While it would be useful to compare all 5 disease indices to the ACR20 or ACRn, which is often used in clinical practice, these disease activity measures are not appropriate to use in a cross-sectional study. DAS28-CRP4 was the most inclusive disease index that could be used with this cross-sectional study design and other studies note that it correlates well with the ACR response criteria1,2. One limitation to our analysis is that the CDAI correlated well with the DAS28-CRP4 compared to the other indices because it contains 3 of the same measurements (physician global assessment, tender joints, and swollen joints).
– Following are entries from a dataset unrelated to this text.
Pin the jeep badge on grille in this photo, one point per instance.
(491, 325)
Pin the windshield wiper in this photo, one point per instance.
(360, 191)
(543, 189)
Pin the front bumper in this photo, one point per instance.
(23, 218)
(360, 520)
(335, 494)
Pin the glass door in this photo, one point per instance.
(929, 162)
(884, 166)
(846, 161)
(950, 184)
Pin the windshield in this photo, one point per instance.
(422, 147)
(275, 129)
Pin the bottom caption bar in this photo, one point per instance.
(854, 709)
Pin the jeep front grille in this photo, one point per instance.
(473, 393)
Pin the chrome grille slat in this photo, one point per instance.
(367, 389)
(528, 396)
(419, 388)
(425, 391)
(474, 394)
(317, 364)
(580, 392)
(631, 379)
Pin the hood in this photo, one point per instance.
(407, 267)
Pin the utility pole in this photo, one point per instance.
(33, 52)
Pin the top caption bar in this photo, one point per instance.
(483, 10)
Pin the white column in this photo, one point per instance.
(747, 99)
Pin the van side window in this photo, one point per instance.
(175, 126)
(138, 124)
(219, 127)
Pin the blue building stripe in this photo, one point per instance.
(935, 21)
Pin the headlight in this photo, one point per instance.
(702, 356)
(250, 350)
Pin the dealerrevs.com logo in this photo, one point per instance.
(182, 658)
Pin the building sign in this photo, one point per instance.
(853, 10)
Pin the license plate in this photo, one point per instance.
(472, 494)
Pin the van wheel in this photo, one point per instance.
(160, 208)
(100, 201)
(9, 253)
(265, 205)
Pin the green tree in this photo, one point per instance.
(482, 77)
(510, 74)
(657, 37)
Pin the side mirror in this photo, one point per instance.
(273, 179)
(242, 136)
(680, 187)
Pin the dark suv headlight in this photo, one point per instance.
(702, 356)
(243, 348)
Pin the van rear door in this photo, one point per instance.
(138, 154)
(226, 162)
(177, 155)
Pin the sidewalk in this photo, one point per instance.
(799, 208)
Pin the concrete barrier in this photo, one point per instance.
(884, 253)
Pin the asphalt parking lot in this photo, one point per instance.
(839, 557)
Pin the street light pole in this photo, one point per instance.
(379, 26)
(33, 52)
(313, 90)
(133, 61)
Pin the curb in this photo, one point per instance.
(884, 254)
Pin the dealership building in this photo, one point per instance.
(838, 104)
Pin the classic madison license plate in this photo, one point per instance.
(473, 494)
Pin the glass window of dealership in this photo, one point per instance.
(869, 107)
The aim of our study was to assess if laboratory tests were a necessary component in assessing disease activity of RA patients or if using disease activity indices without acute-phase reactants is a viable option in patient care. Both the CDAI and the RAPID do not require laboratory testing to calculate, and both correlated well to the DAS28-CRP4.
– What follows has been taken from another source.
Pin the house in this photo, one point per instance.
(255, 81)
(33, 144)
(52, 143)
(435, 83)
Although our study shows that CDAI and RAPID5 scores correlated well with the DAS28-CRP4, this does not mean that they can replace it in clinical trials. However, for office practices or clinical research these instruments may be of value for improving patient care. Because of its reliance on time-consuming laboratory results, DAS28-CRP4 can take a few days to calculate, while CDAI and RAPID5 scores can be calculated in less than 1 minute8,13. Future studies should include assessment of the agreement between quartiles of each score, comparisons with ACR response criteria and radiographic change, and sensitivity to change of scores in response to treatment in clinical trials.
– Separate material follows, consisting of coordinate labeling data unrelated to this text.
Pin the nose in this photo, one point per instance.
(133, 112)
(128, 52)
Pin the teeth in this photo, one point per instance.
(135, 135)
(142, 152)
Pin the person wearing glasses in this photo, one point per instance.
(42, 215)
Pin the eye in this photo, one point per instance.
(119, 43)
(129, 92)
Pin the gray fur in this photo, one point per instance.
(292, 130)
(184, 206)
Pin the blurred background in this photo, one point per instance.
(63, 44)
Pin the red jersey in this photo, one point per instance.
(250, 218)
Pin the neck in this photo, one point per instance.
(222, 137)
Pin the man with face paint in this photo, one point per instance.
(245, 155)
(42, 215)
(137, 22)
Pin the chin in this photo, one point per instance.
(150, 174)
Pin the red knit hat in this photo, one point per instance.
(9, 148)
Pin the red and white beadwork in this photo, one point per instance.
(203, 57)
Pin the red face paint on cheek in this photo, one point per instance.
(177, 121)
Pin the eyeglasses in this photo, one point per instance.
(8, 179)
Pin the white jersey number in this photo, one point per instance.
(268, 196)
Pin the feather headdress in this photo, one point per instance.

DAS28-CRP4 is widely used in clinical studies but is cumbersome in the office setting. The purpose of office-based disease activity measures like the CDAI and RAPID5 is to provide physicians with easy to use tools to assess RA activity, independent of laboratory tests; these measures are valuable additions to patient care. Additionally, if they are found to correlate well with DAS scores, they would decrease costs associated with laboratory testing. Our analysis suggests that less complex disease activity measures such as CDAI and RAPID5 correlated moderately well with the DAS28-CRP4 score and may be reasonable alternatives. However, further validation of these disease activity indices is necessary before they can replace DAS28-CRP4 scores in clinical trials.
- Accepted for publication July 27, 2010.